Random Forests

Worksheet 3

Published

February 26, 2024

The aim of this worksheet1 is to learn how to use random forests with R. This requires the package randomForest, that should be installed and loaded. The method is illustrated on examples taken from the UCI Machine Learning repository. The corresponding datasets are available in the R package mlbench:

library(randomForest)
library(mlbench)

Random forest: training, interpretation and tuning

Exercise 1 In this exercise, we use random forests to discriminate between sonar signals bounced off a metal cylinder and sonar signals bounced off a roughly cylindrical rock. The data are contained in the dataset Sonar:

data(Sonar)
  1. Using
?Sonar

tell how many possible predictors the dataset includes. What are their types? How many observations are there?

  1. Randomly split the data into a training set (with size 100) and a test set (with size 108).
  1. Use the function randomForest to train a random forest on the training set with default parameters (use the formula syntax described in ?randomForest and the options keep.inbag=TRUE and importance=TRUE). What are the OOB predictions (for this training set)? Deduce the resulting OOB error. Display the confusion matrix associated with OOB predictions.

  2. Using ?randomForest, describe what is in ntree, mtry, votes, oob.times, err.rate, and inbag in the random forest object from the previous question.

  3. What is the OOB prediction for the 50th observation in the training set? What is the true class for this observation? How many times has it been included to design a tree? In which trees has it been included? How many (OOB) trees voted for the prediction `R’ for this observation?

  4. Using the plot.randomForest function, make a plot that displays the evolution of the OOB error rate when the number of trees in the forest increases. What do the various curves represent? Add a legend and comment.

  5. Using ?randomForest again, describe what is in importance in the random forest object. Make a barplot of the predictor importances ranked in decreasing order.

  6. With the function predict, predict the output of the random forest on the test set and find the test misclassification rate. Comment.

  7. Use the package e1071 and the function tune.randomForest to find, with a 10-fold cross validation (this is the default) performed on the training set, which pair of parameters is the best among ntree=c(500, 1000, 1500, 2000) and mtry=c(5, 7, 10, 15, 20). Set the option importance to TRUE so that you can later explore the predictor importances for the best model.

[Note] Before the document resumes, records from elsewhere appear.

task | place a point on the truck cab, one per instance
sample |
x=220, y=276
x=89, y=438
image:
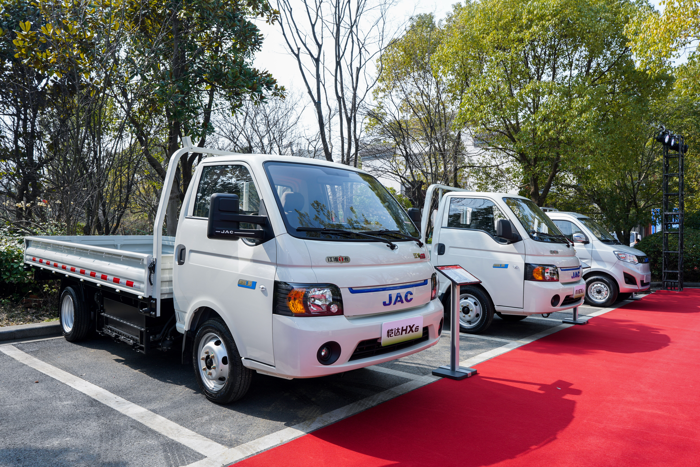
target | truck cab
x=617, y=271
x=290, y=267
x=525, y=264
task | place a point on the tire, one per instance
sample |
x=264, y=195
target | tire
x=511, y=318
x=476, y=310
x=73, y=315
x=601, y=291
x=218, y=368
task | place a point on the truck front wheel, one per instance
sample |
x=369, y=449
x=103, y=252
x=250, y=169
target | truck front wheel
x=601, y=291
x=475, y=310
x=217, y=364
x=73, y=315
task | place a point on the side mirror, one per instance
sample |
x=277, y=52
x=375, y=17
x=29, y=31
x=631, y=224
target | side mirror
x=224, y=219
x=414, y=214
x=504, y=229
x=578, y=237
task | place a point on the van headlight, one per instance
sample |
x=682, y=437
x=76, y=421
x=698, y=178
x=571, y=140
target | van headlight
x=541, y=272
x=626, y=257
x=307, y=300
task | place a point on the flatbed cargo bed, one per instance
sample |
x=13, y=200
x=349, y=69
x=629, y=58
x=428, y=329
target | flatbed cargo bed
x=120, y=262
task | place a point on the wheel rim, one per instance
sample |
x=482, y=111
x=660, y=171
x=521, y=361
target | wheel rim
x=598, y=291
x=213, y=362
x=470, y=311
x=67, y=313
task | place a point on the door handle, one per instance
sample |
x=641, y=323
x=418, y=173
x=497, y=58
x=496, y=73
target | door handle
x=180, y=253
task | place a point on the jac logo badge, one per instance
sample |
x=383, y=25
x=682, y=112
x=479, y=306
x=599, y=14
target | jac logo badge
x=407, y=298
x=337, y=259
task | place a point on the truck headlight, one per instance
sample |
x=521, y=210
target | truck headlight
x=307, y=299
x=627, y=257
x=541, y=272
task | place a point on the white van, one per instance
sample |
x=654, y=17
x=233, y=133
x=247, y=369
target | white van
x=290, y=267
x=526, y=266
x=617, y=270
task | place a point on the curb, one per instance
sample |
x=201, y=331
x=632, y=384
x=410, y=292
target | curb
x=24, y=331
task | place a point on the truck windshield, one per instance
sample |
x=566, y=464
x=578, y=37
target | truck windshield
x=597, y=230
x=538, y=225
x=329, y=203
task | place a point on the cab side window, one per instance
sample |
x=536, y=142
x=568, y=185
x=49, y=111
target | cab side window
x=474, y=214
x=231, y=179
x=567, y=228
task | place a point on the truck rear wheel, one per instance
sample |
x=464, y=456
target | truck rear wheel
x=511, y=317
x=475, y=310
x=217, y=364
x=73, y=315
x=601, y=291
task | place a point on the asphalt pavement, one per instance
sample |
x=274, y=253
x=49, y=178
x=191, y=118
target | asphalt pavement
x=106, y=405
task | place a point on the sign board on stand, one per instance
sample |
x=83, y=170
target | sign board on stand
x=458, y=276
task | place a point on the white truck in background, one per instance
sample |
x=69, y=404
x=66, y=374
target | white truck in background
x=617, y=271
x=290, y=267
x=526, y=266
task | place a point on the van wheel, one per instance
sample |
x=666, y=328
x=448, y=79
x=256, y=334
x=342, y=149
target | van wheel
x=511, y=317
x=475, y=310
x=217, y=364
x=601, y=291
x=73, y=315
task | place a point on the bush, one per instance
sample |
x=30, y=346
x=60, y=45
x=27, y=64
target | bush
x=652, y=246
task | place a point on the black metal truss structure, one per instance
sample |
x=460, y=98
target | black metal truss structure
x=672, y=211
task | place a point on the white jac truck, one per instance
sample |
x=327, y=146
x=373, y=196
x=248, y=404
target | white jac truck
x=526, y=266
x=290, y=267
x=617, y=271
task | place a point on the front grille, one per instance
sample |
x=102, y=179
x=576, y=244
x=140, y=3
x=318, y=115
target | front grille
x=569, y=300
x=373, y=347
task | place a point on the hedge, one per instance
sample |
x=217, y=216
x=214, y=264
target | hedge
x=651, y=245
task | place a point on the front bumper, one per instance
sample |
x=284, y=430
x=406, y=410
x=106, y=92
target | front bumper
x=296, y=341
x=538, y=298
x=632, y=277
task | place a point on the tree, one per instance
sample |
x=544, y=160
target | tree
x=413, y=120
x=535, y=75
x=166, y=65
x=270, y=127
x=336, y=72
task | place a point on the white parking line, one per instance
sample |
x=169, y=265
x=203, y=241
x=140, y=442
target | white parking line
x=157, y=423
x=218, y=455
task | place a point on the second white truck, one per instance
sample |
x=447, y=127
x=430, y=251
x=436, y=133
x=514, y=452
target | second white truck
x=526, y=265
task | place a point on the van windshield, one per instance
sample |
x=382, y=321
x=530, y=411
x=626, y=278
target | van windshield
x=330, y=203
x=597, y=230
x=538, y=225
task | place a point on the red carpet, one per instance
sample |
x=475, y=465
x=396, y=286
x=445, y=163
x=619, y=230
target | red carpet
x=622, y=391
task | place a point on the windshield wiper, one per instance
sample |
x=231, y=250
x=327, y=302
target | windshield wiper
x=396, y=233
x=346, y=232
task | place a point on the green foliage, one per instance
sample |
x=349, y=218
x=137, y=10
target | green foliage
x=542, y=79
x=652, y=246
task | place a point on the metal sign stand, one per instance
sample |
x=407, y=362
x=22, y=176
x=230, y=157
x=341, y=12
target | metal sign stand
x=458, y=277
x=575, y=320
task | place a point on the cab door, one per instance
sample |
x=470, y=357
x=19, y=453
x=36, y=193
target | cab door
x=468, y=233
x=233, y=277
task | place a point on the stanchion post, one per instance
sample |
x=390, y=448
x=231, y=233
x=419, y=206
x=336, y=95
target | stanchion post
x=458, y=277
x=575, y=320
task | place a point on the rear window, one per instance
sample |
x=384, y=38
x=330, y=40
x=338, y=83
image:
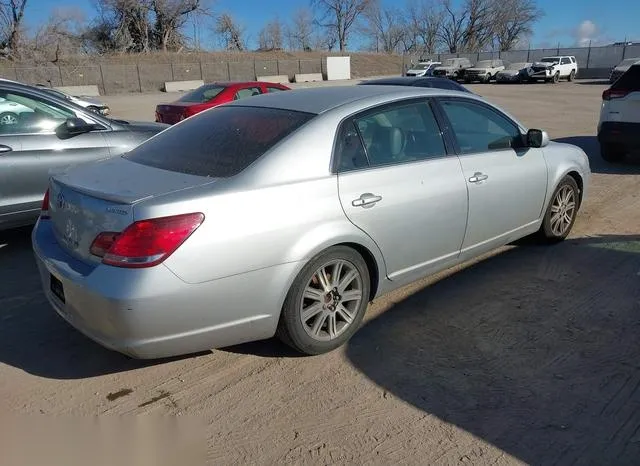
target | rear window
x=218, y=143
x=630, y=80
x=202, y=94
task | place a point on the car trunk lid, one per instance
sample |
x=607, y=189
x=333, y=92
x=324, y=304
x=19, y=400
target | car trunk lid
x=100, y=198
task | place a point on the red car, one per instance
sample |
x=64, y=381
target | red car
x=212, y=95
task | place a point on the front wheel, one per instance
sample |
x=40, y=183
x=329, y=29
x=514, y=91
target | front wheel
x=562, y=211
x=326, y=303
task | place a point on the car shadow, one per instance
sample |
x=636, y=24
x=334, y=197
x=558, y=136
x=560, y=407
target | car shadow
x=535, y=351
x=32, y=336
x=590, y=144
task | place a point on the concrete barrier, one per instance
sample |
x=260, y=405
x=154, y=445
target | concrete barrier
x=279, y=79
x=307, y=77
x=178, y=86
x=90, y=90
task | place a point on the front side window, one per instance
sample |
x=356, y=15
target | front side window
x=22, y=114
x=478, y=128
x=248, y=92
x=402, y=133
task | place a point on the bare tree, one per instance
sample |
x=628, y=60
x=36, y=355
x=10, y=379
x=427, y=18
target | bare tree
x=270, y=37
x=424, y=24
x=300, y=33
x=385, y=26
x=170, y=17
x=339, y=17
x=513, y=21
x=11, y=18
x=230, y=33
x=478, y=32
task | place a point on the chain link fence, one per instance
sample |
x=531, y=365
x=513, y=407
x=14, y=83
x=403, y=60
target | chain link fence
x=593, y=62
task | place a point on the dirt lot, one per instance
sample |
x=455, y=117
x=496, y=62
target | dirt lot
x=530, y=356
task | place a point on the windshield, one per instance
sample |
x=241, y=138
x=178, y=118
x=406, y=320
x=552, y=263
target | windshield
x=219, y=143
x=202, y=94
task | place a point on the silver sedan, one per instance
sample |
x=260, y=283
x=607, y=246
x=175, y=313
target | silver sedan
x=287, y=214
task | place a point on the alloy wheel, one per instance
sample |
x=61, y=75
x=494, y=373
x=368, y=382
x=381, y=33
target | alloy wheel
x=331, y=300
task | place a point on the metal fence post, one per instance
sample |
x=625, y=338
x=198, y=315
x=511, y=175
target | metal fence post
x=139, y=79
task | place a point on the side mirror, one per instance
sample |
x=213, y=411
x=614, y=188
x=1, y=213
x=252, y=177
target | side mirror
x=72, y=127
x=537, y=138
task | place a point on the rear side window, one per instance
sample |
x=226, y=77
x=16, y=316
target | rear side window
x=218, y=143
x=630, y=80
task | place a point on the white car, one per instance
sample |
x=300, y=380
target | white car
x=423, y=68
x=552, y=69
x=619, y=126
x=86, y=102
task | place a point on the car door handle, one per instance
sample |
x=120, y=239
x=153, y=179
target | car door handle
x=478, y=177
x=366, y=200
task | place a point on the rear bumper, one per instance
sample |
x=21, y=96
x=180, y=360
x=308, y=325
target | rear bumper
x=151, y=313
x=622, y=134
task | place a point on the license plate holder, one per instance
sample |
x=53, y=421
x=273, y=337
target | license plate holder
x=56, y=288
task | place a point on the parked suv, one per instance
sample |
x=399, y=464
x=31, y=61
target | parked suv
x=483, y=71
x=619, y=126
x=452, y=68
x=552, y=69
x=42, y=133
x=423, y=68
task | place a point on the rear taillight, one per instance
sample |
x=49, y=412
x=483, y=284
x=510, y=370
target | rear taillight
x=145, y=243
x=611, y=94
x=44, y=210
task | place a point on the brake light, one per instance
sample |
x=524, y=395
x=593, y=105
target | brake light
x=145, y=243
x=44, y=210
x=610, y=94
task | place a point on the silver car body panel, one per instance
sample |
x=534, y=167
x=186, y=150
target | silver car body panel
x=227, y=283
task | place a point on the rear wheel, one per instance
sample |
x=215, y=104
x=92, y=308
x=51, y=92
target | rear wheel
x=612, y=153
x=326, y=303
x=562, y=211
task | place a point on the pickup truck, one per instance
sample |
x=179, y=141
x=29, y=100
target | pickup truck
x=552, y=69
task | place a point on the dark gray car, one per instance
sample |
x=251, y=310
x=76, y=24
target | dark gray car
x=41, y=134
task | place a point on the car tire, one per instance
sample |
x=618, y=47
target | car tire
x=612, y=153
x=8, y=118
x=561, y=212
x=330, y=320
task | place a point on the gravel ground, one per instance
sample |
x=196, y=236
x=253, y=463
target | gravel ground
x=528, y=356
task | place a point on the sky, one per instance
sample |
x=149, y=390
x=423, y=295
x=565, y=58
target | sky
x=566, y=22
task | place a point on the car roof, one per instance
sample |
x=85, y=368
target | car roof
x=322, y=99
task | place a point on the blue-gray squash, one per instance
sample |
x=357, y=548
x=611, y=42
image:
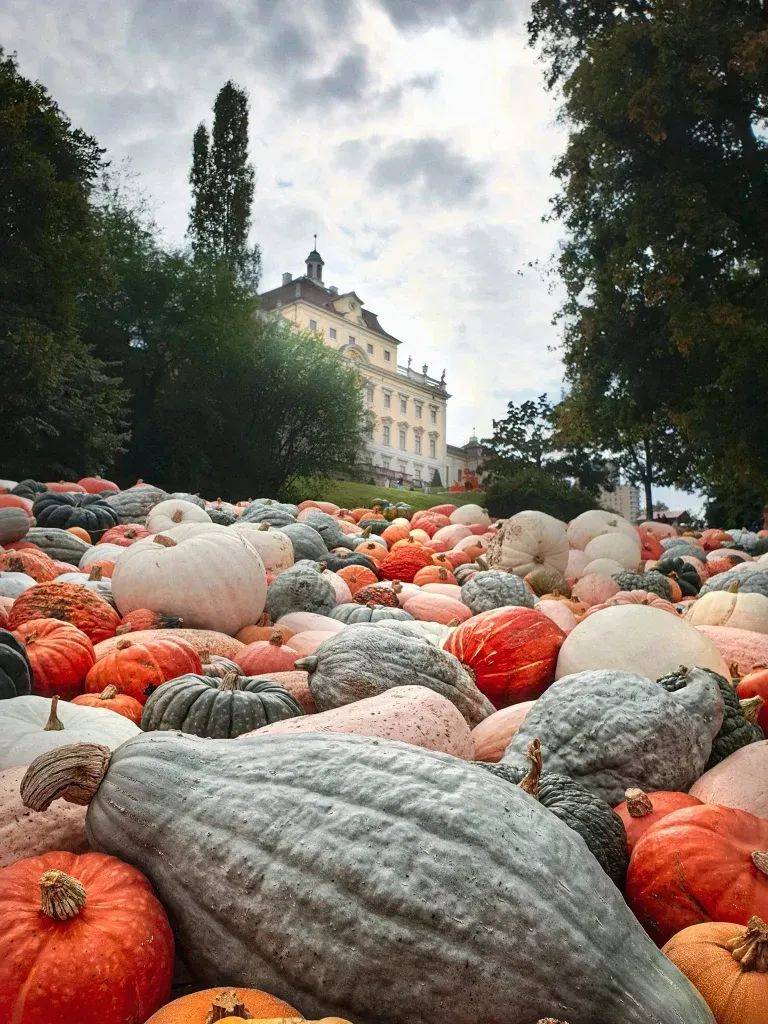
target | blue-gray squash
x=371, y=880
x=363, y=660
x=611, y=730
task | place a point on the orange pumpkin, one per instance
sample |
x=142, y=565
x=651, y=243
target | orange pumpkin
x=112, y=699
x=59, y=653
x=728, y=964
x=85, y=941
x=69, y=602
x=137, y=669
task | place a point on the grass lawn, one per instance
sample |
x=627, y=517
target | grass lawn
x=349, y=495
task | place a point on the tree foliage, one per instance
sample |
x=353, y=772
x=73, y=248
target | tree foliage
x=664, y=195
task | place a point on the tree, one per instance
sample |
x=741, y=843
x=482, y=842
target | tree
x=665, y=200
x=222, y=184
x=65, y=412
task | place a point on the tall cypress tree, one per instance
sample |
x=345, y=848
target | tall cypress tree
x=222, y=183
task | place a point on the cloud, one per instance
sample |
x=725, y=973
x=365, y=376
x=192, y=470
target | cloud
x=428, y=170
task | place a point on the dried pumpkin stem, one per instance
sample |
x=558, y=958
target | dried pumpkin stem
x=751, y=947
x=53, y=724
x=73, y=772
x=530, y=783
x=61, y=897
x=638, y=803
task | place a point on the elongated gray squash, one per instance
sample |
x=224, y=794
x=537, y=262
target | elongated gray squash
x=371, y=880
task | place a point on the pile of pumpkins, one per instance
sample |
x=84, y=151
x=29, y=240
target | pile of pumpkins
x=377, y=765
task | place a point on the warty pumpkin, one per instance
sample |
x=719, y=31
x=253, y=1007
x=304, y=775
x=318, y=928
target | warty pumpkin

Use the functions summary and plot to interpret the results.

library(e1071)
  1. From the previous question, extract the best model (in the object obtained with the function tune.randomForest, it is in $best.model). Compare its OOB error and its evolution, its most important predictors and its test error with the random forest obtained with default parameters. Comment.

Comparison between random forests and bagging-of-trees

Exercise 2 The aim of this exercise is to compare random forests with bagging-of-trees from an accuracy point of view. The comparison is illustrated on the dataset Vehicle

data(Vehicle)

(from package mlbench), whose purpose is to classify vehicles into four types (“bus”, “opel”, “saab”, and “van”) based on features charactering the vehicle silhouettes.

  1. Using
?Vehicle

read the description of the dataset. How many possible predictors does the dataset include and what are their types? How many observations are there?

  1. Split (randomly) the data set into a training set (with size 400) and a test set (with size 446).
  1. Using the function tune.randomForest, train the best random forest that can be obtained by considering a combination of ntree=c(500, 1000, 2000, 3000) and mtry=c(4, 5, 6, 8, 10). Keep the variable importances (with the option importance=TRUE). Use the options xtest and ytest to obtain the test error directly. Analyze the results of the tuning process.

Warning: When using the options xtest and ytest, the forest is not kept (hence cannot be used later to make predictions with new data). To use it with the method tune, you must then set keep.forest=TRUE (otherwise the function will return an error when trying to compute the CV error).

  1. Analyze the best forest obtained with the tuning process in the previous question in term of OOB error and test error. Plot the evolution of the OOB errors (as function of the number of trees). Make a barplot of the predictor importances ranked in decreasing order.

  2. Using the function bagging from the package ipred, train a bagging-of-trees classifier on the training set. Evaluate the corresponding OOB error and test error. Compare it with those of the random forest selected above.

  3. Using the function rpart (from the package rpart), train an individual tree classifier on the training set. Evaluate the corresponding test error. Compare it with the test errors associated with the random forest and the bagging-of-trees classifier.

Footnotes

  1. The content of this worksheet is strongly based on a worksheet designed by Nathalie Vialaneix and Davy Paindaveine.↩︎